Los que han sido víctimas -muertos y heridos- de estos atentados son los primeros que deben recibir una solidaridad que ha de ser, sobre todo, la expresión de nuestra capacidad para comprender que no han dado su vida por ninguna causa, que ésta les ha sido arrebatada sin motivo alguno, que no eran portadores de ninguna culpa. Para ellos, como para los muchos que desgraciadamente hemos pasado por esta experiencia, se ha roto ese vínculo esencial que, a todos los seres humanos, nos hace esperar la ayuda de los demás. Y saben que esa confianza ya no existe porque otros, sus asesinos, imbuidos del Mal -escrito así, con mayúscula, porque es el más radical de todos los males- se han creído en el derecho de decidir acerca de su vida o de su muerte con la finalidad de sacar de ello algún provecho político. Por tal motivo, tenemos que decirles que estamos a su lado, que pueden contar con nosotros y que vamos a recordar su nombre.

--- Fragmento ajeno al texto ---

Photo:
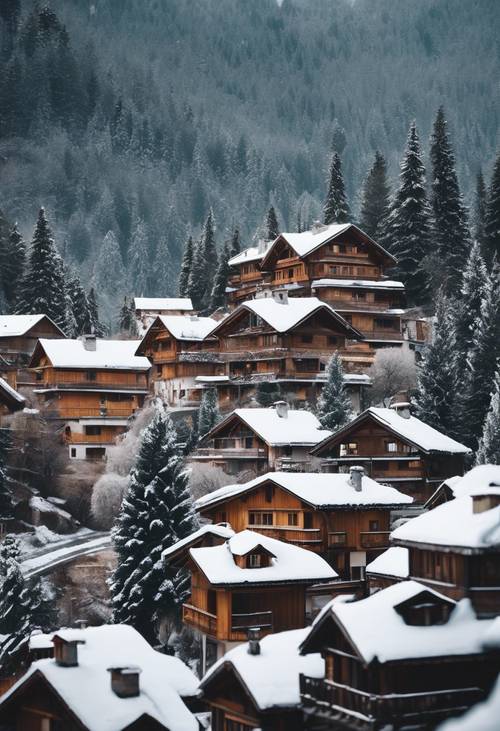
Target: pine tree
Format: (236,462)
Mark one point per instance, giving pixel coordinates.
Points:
(436,385)
(375,205)
(218,297)
(334,406)
(492,218)
(336,208)
(272,226)
(208,414)
(450,229)
(488,451)
(408,234)
(43,289)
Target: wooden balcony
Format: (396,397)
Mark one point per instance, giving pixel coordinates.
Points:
(324,697)
(199,619)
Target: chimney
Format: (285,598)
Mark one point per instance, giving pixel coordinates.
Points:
(125,681)
(281,409)
(253,641)
(356,477)
(89,342)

Rememorar su nombre: «cuando la muerte siega todos los demás lazos -nos recuerda el escritor y Premio Nobel J.M. Coetzee- aún queda el nombre; ... la unión de un alma con un nombre, el nombre que llevará por siempre, para toda la eternidad».Todos los que han caído en estos atentados son personas concretas de carne y hueso, no son un número o una estadística; y por ello deben ser recordados como tales en un memorial que evoque para siempre la inhumanidad de su sacrificio. Madrid, que tantas veces ha sufrido los embates del terrorismo, no ha sido capaz todavía de dedicar un espacio público para homenajear a sus víctimas. Ha llegado la hora de hacerlo y de dejar a las generaciones futuras el testimonio de nuestras lágrimas.

Pero evocar, uno tras otro, los nombres de las víctimas significa también el compromiso de combatir el terrorismo. Ello quiere decir que, a pesar de las dimensiones humanas, emocionales y materiales que ha adquirido la catástrofe provocada por ETA, no vamos a dejar que nuestro ánimo se amilane y que se quiebre nuestra voluntad de preservar la sociedad democrática y constitucional en la que vivimos. No vamos a rendirnos ante ETA; y seguiremos animando al Gobierno para que utilice todos los medios a su alcance, dentro de los límites de la ley, a fin de acabar con la banda terrorista. No cabe en esto cesión ni negociación alguna.

Los que, en el río revuelto de la confusión que crean el sentimiento herido y la perplejidad de los ciudadanos, pretenden obtener alguna ventaja para sus deseos de poder o para sus aspiraciones de secesión, sólo merecen nuestro rechazo. Nuestras lágrimas nos enseñarán así la lección de que quienes comprenden, amparan o justifican la violencia, quienes brindan a ETA una plataforma para su expresión política, no tienen nada que decirnos, nada que ofrecernos. Ojalá tomen nota de esto los que, como en Cataluña, sin sujetarse a los necesarios límites morales que debe inspirar toda acción política, buscan sustentar su poder sobre ellos.